La gran parte dei corsi di insegnamento dell’italiano L2 hanno subito interruzioni, inclusi quelli dei Centri provinciali per l’istruzione degli adulti (Cpia). Rispetto agli anni pre-Covid, quando insegnava l’italiano ad almeno 11.000 allievi all’anno, la rete ScuoleMigranti ne ha raggiunto solo il 30% (3.362). Si stima che almeno 8.000 immigrati del Lazio siano stati privati della formazione linguistica del volontariato e che anche l’offerta pubblica abbia subìto una consistente riduzione.
La grande “sospensione” dell’assistenza sanitaria
Le difficoltà di accesso ai servizi di base, alla prevenzione, al tracciamento dei casi di Covid hanno colpito soprattutto i più fragili, tra cui molti immigrati.

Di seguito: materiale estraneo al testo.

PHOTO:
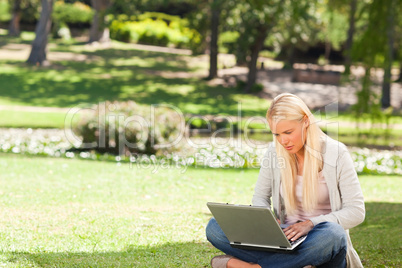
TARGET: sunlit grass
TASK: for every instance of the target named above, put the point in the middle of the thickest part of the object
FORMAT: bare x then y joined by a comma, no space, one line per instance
76,213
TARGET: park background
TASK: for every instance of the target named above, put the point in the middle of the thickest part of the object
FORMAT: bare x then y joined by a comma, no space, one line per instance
204,71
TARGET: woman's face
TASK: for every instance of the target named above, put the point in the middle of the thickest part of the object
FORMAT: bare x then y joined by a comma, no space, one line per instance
291,134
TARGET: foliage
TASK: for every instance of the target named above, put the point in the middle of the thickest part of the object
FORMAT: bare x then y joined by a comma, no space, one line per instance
4,11
70,14
212,152
124,127
155,29
72,213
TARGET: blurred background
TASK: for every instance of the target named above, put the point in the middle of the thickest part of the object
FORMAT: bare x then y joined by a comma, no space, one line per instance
119,119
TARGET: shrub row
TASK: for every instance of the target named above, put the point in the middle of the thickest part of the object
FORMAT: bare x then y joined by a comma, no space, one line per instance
124,128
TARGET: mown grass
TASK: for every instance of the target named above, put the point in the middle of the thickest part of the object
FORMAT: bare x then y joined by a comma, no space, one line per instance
76,213
119,73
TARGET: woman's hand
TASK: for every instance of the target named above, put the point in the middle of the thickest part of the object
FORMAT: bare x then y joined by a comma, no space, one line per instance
297,230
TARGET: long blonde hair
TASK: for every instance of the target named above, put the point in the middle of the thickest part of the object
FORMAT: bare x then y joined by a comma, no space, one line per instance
287,106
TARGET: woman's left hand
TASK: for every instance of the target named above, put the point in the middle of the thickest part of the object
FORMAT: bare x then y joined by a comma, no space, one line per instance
294,231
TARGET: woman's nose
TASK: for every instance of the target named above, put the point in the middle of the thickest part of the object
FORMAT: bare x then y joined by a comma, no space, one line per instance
284,140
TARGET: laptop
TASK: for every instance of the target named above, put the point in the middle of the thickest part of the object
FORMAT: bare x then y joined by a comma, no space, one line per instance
252,227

L’Uosd Salute migranti della Asl Roma 1 nel 2020 ha visto triplicare gli utenti (1.511), per via di un accresciuto bisogno di sostegno. L’incremento maggiore ha riguardato le pratiche di accesso al Ssn e l’orientamento e l’accompagnamento ad altre strutture. “Ancora oggi la mancanza di una governance organica nella gestione del Covid ostacola la fruibilità dei percorsi sanitari e ha rallentato la campagna vaccinale, il cui accesso non è ancora universale e paritario – continua Idos -. Per alleviare queste criticità, molti soggetti del privato sociale e dell’associazionismo hanno rafforzato le strategie comuni proponendo, anche a supporto dei servizi pubblici, interventi inediti e tempestivi quali l’insegnamento dell’italiano L2 al telefono, il sostegno agli studenti stranieri in didattica a distanza, la medicina di prossimità, un coordinamento sanitario operativo a supporto delle Asl romane, fino all’apertura, insieme al Comune di Roma, di due strutture ponte per la quarantena di richiedenti asilo e rifugiati e un centro di emergenza sanitaria per stranieri e italiani senza dimora”.
“Insomma – conclude Idos -: nella distanza imposta dal virus e dalle restrizioni, associazioni, volontari, singole istituzioni, operatori del pubblico e del privato hanno saputo recuperare pratiche di prossimità e politiche territoriali purtroppo trascurate negli anni passati, riducendo per quanto possibile isolamento ed emarginazione. Adesso però, superata l’emergenza e ad oltre un anno dall’inizio della pandemia, urgono politiche territoriali organiche, strutturali e di ampio respiro”.